Не следует упускать из вида, что Маяковскому, как, впрочем,
всему искусству русского модернизма и авангарду, были свойственны интенции игры и жизнетворческие стратегии: «Самопрезентации поэта уже с самых ранних его творений охватывают весь спектр
радикальных масок — от цирковых до мессианских, от клоунских
до маргинально-криминальных: маг, визионер, чудотворец, звездочет, тринадцатый апостол, крикогубый Заратустра, клоун, шут,
паяц, скоморох, рыжий, Дон Кихот, заморский страус, фат, апаш,
босой алмазник, петух голландский, король псковский, площадной
сутенер и карточный шулер…»2 Все это было отброшено советским
литературоведением, и каноничным стал иной Маяковский —
«поэт-трибун», «певец пролетариата», «полпред советского стиха»
и — «лучший и талантливейший поэт советской эпохи», как аттестовал покойного Сталин в своей знаменитой резолюции на письме Л. Ю. Брик. Проследить за исполнением резолюции было
поручено Ежову, вскоре ставшему наркомом госбезопасности. Начался посмертный принудительный культ Маяковского. По меткому выражению Б. Пастернака, «Маяковского стали вводить как
картошку при Екатерине. Это было его второй смертью»3. Процесс
воскрешения Маяковского занял куда больше времени, чем хотелось бы. Одним из этапов этого воскрешения нужно считать и нашу
книгу.
Как произведение, написанное до революции и идеологически
нейтральное, «Флейта-позвоночник» мало привлекала исследователей глухой советской поры (можно было поднять на щит разве
что богоборческие мотивы, да акцентировать бесчинства царской
цензуры). Самая ранняя рецепция поэмы была полностью забыта
и не востребована.
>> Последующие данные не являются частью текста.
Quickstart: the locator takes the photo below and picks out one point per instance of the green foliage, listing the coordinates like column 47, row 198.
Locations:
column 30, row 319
Первые специальные работы о ней появились
уже после очистительного XX съезда, лишь в конце 1950-х годов,
да и то на периферии литературоведческой науки. Бросая ретроспективный взгляд на сделанное в этой области, невольно поражаешься отрывочности выводов и отсутствию цельной филологической
концепции, в рамках которой произведение может быть прояснено
до близкой авторскому замыслу полноты. Однако отдельные части
исследовательской мозаики тем не менее представляют несомненный интерес, а иногда просто талантливы, и их воспроизведение
необходимо для достраивания ее отсутствующих элементов. Учитывая смыслы, обретенные нашими предшественниками, попробуем воссоздать филологический контекст вокруг поэмы Маяковского «Флейта-позвоночник».
* * *
Как справедливо заметил один из первых советских исследователей, посвятивших поэме серьезную аналитическую статью, у
Маяковского «лирическая тема любви оборачивается темой человека и его судьбы в широком смысле слова»4. Забегая вперед, добавим, что зачастую в творчестве Маяковского тема любви предопределяет вообще все другие темы, в том числе и очень далекие,
например центральную для любого поэта тему соотношения художественного слова и реальности (или, оперируя школьными категориями, — поэта и поэзии). Именно в таком контексте зачастую
трактуется филологами финал и общий смысл поэмы «Флейта-позвоночник»:
71
Забуду год, день, число.
Запрусь одинокий с листом бумаги я.
Творись, просветленных страданием слов
Нечеловечья магия…
Страдание существует, оно вполне реально, но преодолевается
и получает осмысление благодаря интенсивному процессу творчества, а еще точнее — страдание выступает как необходимый стимул
для рождения гениальных стихов. В такой интерпретации картина
мира, созданная поэтом, переворачивается: не поэма оказывается
бесценным, единственно соразмерным подношением возлюбленной,
даром любви («прими мой дар, дорогая»), а, скорее, сама любовь
играет вспомогательную роль для создания гениальной поэмы.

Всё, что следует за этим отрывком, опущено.